# Imports

In [1]:
import time
start_time = time.time()

In [2]:
import numpy as np
import pandas as pd
import matplotlib.pyplot as plt
import seaborn as sns

pd.set_option('display.max_columns', None)
sns.set_style('whitegrid')
sns.set_palette('muted')

from datetime import datetime

from tqdm import tqdm

from sklearn.base import clone

from sklearn.preprocessing import StandardScaler
from sklearn.pipeline import Pipeline

from sklearn.linear_model import LinearRegression
from sklearn.ensemble import RandomForestRegressor
from xgboost import XGBRegressor
from lightgbm import LGBMRegressor

from sklearn.metrics import mean_absolute_error

import optuna

  from .autonotebook import tqdm as notebook_tqdm


In [3]:
DATA_PATH = '../data/equity-post-HCT-survival-predictions/'
RANDOM_STATE = 54321

# Data

In [4]:
sample_df = pd.read_csv(DATA_PATH + 'sample_submission.csv')
test_df = pd.read_csv(DATA_PATH + 'test.csv')

In [5]:
X = pd.read_pickle(DATA_PATH + 'train_test_split/X_25-12-2024.pkl')
y = pd.read_pickle(DATA_PATH + 'train_test_split/y_25-12-2024.pkl')
efs_time = pd.read_pickle(DATA_PATH + 'train_test_split/efs_time_25-12-2024.pkl')
race_group = pd.read_pickle(DATA_PATH + 'train_test_split/race_group_25-12-2024.pkl')

In [6]:
print(X.shape, y.shape, efs_time.shape, race_group.shape)

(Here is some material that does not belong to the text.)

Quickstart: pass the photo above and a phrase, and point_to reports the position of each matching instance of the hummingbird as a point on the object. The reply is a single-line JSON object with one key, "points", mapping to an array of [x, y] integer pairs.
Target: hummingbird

(28800, 81) (28800,) (28800,) (28800,)


# Modeling

In [7]:
def cross_validate_efs_time(model, X, efs_time, cv=10, scale=False):
    cv_scores = []

    for i in range(cv):
        test_idxs = list(range(int((len(X)*(i)/cv)), int((len(X)*(i+1)/cv))))
        
        X_train = X.drop(index=test_idxs)
        y_train = efs_time.drop(index=test_idxs)
        
        X_test = X.iloc[test_idxs]
        y_test = efs_time.iloc[test_idxs]
        
        if scale:
            scaler = StandardScaler()
            X_train = scaler.fit_transform(X_train)
            X_test = scaler.transform(X_test)
        
        model_copy = clone(model)
        
        model_copy.fit(X_train, y_train)
        y_pred = model_copy.predict(X_test)
        
        cv_scores.append(mean_absolute_error(y_test, y_pred))
    
    return np.mean(cv_scores)

In [8]:
model = LGBMRegressor(random_state=RANDOM_STATE, verbose=-1)
cv_score = cross_validate_efs_time(model, X, efs_time, cv=5)

print(f'CV Score: {cv_score:.4f}')

CV Score: 16.8865


## Hiper parameters

In [9]:
def objective(trial):
    num_leaves = trial.suggest_int('num_leaves', 20, 150)
    max_depth = trial.suggest_int('max_depth', 2, 50)
    learning_rate = trial.suggest_float('learning_rate', 1e-4, 0.5, log=True)
    n_estimators = trial.suggest_int('n_estimators', 100, 2000)
    min_child_samples = trial.suggest_int('min_child_samples', 5, 100)
    subsample = trial.suggest_float('subsample', 0.5, 1.0)
    colsample_bytree = trial.suggest_float('colsample_bytree', 0.5, 1.0)
    reg_alpha = trial.suggest_float('reg_alpha', 1e-8, 10.0, log=True)
    reg_lambda = trial.suggest_float('reg_lambda', 1e-8, 10.0, log=True)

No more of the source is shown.